Une solution encore possible ?

Même si les travaux sont sur le point de commencer sur le site, Anaïs Houde ne désespère pas. « Ce qu’on veut, c’est un parc-nature pour préserver un terrain tellement riche. On veut préserver notre contact avec la nature. Pendant que dans l’Ouest, il y a un grand parc qui est mis sur pied, on est tannés dans l’Est de se faire domper des industries qui n’essaient jamais d’améliorer leur projet », insiste-t-elle, invitant Québec et Ottawa à « faire ce qu’il faut pour éviter le pire ».

« Ce n’est pas parce que la réglementation le permet que c’est acceptable. Les gouvernements ont un gros rôle à jouer », affirme Mme Houde.

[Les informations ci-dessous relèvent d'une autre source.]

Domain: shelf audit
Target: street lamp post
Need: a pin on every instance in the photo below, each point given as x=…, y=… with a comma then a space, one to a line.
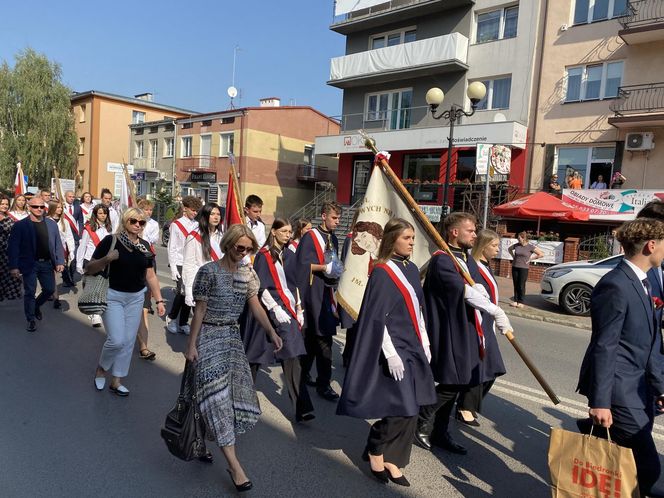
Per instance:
x=434, y=97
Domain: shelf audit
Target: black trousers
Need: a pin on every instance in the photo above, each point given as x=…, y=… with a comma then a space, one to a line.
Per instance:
x=319, y=348
x=519, y=278
x=434, y=420
x=178, y=307
x=392, y=437
x=294, y=380
x=471, y=400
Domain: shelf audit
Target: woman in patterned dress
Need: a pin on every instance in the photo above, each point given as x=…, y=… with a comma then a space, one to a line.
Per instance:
x=224, y=387
x=10, y=287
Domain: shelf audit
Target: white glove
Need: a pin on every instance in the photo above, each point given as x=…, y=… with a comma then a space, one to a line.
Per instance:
x=502, y=322
x=281, y=315
x=482, y=290
x=395, y=365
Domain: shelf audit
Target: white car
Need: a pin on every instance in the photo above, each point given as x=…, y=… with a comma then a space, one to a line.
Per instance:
x=569, y=285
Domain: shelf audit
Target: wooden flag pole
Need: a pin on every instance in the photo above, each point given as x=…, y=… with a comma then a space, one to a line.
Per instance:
x=430, y=229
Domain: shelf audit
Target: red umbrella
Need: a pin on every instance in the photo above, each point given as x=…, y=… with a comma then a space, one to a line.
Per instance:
x=540, y=205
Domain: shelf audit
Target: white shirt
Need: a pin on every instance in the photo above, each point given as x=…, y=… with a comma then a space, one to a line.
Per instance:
x=176, y=243
x=193, y=260
x=87, y=247
x=258, y=229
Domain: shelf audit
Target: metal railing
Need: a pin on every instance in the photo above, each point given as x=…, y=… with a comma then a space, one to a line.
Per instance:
x=639, y=99
x=643, y=13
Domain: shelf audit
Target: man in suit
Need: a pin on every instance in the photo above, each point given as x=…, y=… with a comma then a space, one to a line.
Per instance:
x=621, y=374
x=655, y=209
x=34, y=249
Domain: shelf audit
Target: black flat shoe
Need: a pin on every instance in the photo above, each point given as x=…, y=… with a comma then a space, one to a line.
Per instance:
x=245, y=486
x=447, y=443
x=472, y=423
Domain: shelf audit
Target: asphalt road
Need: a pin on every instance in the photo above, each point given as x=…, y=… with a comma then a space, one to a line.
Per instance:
x=59, y=437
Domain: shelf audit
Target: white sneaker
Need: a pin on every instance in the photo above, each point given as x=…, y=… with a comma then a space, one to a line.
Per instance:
x=172, y=326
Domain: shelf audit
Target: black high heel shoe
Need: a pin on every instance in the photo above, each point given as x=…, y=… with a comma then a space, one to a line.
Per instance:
x=245, y=486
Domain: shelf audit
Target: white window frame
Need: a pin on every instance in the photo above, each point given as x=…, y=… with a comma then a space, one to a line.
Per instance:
x=501, y=23
x=400, y=31
x=489, y=92
x=183, y=140
x=225, y=139
x=584, y=80
x=169, y=146
x=591, y=11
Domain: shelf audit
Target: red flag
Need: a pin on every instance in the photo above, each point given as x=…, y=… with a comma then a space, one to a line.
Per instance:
x=19, y=182
x=233, y=214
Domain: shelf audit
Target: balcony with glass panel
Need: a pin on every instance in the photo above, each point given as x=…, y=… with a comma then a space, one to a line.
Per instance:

Le président de Ray-Mont Logistiques, Charles Raymond, se dit pour sa part « conscient des défis de cohabitation entre les activités industrielles et les résidences à proximité ». « L’entreprise propose des mesures de cohabitation sérieuses et concrètes à la Ville depuis maintenant cinq ans. […] Nous avons transmis près d’une dizaine de lettres et de demandes de rencontre aux élus de la Ville et de l’arrondissement pour tenter de déjudiciariser le conflit et de discuter de bonne foi des mesures que nous voulons mettre en place », affirme-t-il dans une déclaration envoyée à La Presse.

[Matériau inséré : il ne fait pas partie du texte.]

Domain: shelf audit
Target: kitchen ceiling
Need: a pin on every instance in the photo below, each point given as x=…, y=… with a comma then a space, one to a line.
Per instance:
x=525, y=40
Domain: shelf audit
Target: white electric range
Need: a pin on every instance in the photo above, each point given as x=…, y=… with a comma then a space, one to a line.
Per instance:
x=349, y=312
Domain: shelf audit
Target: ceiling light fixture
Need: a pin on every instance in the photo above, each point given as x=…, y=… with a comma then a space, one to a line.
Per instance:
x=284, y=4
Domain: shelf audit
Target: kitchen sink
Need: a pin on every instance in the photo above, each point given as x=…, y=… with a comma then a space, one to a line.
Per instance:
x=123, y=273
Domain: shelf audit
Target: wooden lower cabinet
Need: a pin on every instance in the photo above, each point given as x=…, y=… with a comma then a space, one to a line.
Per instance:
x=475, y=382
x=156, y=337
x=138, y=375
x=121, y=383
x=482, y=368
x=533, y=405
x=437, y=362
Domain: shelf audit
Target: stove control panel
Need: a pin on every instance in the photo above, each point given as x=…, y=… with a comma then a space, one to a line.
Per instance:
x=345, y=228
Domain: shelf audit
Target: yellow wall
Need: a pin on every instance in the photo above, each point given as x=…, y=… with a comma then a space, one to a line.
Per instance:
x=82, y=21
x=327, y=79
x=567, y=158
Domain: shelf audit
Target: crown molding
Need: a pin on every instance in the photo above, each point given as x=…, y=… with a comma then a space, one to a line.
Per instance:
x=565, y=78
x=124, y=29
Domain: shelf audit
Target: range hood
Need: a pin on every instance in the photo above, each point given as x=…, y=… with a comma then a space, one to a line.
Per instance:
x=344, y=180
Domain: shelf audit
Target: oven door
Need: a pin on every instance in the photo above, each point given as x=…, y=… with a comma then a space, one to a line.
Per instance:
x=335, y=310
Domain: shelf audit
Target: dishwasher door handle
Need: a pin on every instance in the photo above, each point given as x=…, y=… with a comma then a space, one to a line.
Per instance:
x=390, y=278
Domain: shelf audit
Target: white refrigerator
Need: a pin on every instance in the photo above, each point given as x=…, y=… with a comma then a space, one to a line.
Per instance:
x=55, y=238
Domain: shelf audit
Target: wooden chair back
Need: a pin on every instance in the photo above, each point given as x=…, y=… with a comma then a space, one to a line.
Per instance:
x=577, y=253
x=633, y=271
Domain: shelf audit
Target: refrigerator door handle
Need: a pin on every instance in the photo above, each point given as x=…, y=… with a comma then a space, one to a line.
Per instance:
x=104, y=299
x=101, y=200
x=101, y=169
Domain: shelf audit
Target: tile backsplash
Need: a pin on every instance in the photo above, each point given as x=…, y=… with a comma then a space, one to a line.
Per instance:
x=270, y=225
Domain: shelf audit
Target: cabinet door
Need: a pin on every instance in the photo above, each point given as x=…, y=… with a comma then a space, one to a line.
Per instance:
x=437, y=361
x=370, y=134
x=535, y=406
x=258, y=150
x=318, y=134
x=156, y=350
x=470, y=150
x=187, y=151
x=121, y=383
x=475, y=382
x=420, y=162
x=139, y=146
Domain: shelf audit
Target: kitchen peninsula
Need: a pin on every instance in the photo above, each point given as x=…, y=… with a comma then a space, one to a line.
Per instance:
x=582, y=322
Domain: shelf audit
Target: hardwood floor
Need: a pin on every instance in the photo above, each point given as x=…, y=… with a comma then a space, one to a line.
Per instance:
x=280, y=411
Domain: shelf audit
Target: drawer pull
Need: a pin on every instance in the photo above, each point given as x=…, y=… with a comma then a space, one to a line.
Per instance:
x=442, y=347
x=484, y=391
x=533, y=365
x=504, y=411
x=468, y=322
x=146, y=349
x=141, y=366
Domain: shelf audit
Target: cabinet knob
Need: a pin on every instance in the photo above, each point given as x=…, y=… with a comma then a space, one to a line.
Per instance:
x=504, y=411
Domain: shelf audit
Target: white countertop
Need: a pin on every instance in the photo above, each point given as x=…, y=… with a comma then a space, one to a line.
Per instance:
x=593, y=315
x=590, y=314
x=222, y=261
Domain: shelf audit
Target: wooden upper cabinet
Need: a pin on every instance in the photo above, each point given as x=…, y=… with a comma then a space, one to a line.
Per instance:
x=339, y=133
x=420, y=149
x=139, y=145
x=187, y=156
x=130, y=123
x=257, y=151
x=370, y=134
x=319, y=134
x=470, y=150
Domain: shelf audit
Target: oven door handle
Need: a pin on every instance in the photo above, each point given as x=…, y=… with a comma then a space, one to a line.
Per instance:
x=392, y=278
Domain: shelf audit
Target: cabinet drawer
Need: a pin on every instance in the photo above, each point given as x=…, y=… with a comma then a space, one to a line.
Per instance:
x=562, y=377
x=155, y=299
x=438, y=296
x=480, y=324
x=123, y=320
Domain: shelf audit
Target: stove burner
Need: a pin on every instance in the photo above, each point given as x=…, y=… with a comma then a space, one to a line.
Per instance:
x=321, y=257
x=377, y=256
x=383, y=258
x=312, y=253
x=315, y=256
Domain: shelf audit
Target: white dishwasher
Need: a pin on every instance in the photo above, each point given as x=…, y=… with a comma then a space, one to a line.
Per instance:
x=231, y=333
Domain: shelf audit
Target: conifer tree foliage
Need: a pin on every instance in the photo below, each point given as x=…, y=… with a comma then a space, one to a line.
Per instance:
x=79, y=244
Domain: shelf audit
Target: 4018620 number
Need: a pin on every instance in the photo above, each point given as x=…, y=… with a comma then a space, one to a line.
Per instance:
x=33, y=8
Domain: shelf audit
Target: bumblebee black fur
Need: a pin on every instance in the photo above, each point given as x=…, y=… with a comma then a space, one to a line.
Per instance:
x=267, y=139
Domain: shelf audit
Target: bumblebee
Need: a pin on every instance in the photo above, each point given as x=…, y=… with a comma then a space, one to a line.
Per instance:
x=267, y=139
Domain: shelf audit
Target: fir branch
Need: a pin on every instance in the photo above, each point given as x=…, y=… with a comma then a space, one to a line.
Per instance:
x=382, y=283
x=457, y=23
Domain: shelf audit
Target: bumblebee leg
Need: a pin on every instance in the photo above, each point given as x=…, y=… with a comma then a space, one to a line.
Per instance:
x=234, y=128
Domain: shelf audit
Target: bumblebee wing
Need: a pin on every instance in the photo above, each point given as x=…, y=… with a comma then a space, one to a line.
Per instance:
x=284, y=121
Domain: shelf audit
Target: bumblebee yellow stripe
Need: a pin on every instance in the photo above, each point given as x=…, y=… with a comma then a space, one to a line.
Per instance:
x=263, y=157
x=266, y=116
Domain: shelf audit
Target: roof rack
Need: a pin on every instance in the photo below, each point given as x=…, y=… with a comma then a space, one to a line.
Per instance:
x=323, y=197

« Notre volonté de développer un projet d’envergure respectueux qui saura répondre aux défis de cohabitation du secteur est toujours présente. Par contre, il faudra que la Ville et l’arrondissement assument leurs responsabilités et acceptent de discuter sérieusement », insiste M. Raymond.

Début mars, Ray-Mont Logistiques avait déposé une poursuite de 373 millions contre la Ville de Montréal, jugeant avoir subi des pertes d’exploitation, de revenus de location et d’occasions d’affaires à cause du blocage initial du projet.